In truth, the most intriguing part of The Kingdom is the relationship between Fleury and Al Ghazi. They begin frustrated and fighting for control, but soon, in true buddy cop genre fashion, a mutual respect forms as they search for the bad guys. The script offers helpful examples of good Movie Arabs and bad Movie Arabs, and the audience is able to easily identify the two sides. The interplay between Fleury and Al Ghazi leads to some humorous exchnages as well as some reflective opportunities, like where the men recount their families and declare they do not care why such dastardly acts were done, they just want to inflict some punishment on the rightful parties.

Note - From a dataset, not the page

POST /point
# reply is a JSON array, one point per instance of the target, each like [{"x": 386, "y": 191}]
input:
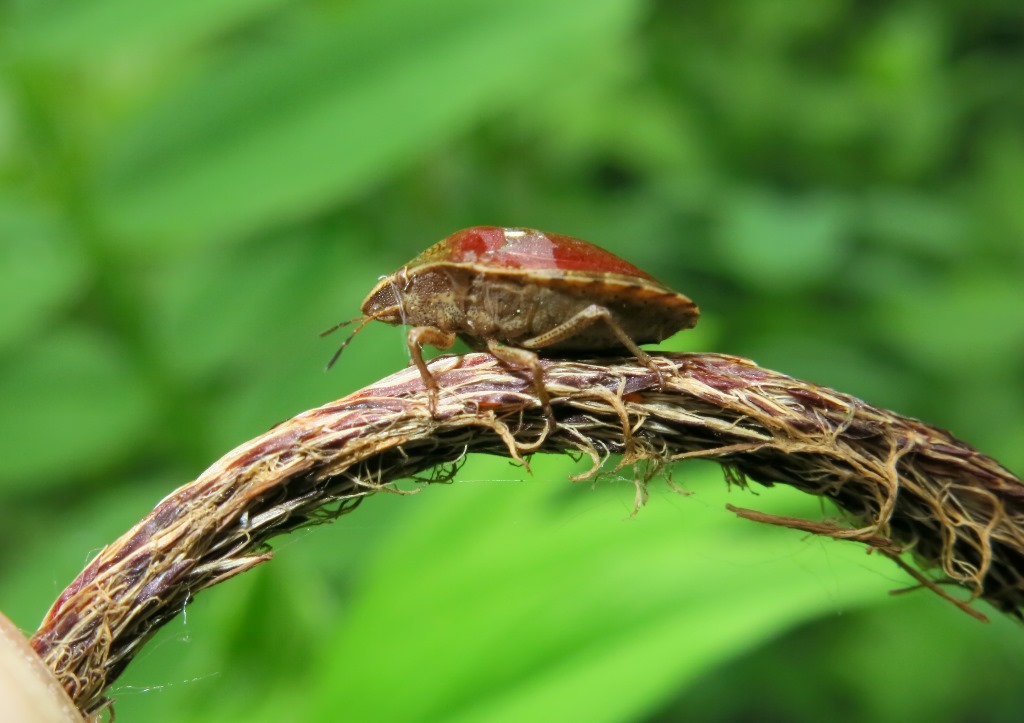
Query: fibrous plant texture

The acting, like the film, is a bit all over the place. Foxx seems to be on autopilot. Foxx has bunkered into his acting troupes; intense, penetrating stare, whispery dialogue recitations, and a cocksure attitude. Cooper is cranky and incredulous older timer along for the ride. Garner does her best with a character that was written for the sole purpose of concocting culture squabbles over the role of the opposite sex. She does unleash a torrent of anger and power in one very hard-core and frighteningly extreme fight scene. Bateman is playing comic relief and does sarcastic quips with great ease, but his character also gets unexpectedly thrown into a very harrowing experience and Bateman makes you feel every drop of his fear. Barhom (Paradise Now) gives a convincing performance of a man torn apart by his moral compass and the path of his country. He feels a sense of duty to protect the innocent but at the same time he is scoffed at by colleagues for helping “them.”
The Kingdom is an action movie with more on its mind than blowing up the enemy real nice like, though that also plays a key component. The pieces don’t fully add up to a whole and the film’s politics are a little tricky to get a bearing on; is this a red state movie, a blue state movie, or something for both audiences? Berg’s ambition is admirable and his film never drags out a soapbox to preach. The Kingdom is a topical movie aimed at planting seeds of debate among a mainstream audience in between their handfuls of popcorn and gulps of soda.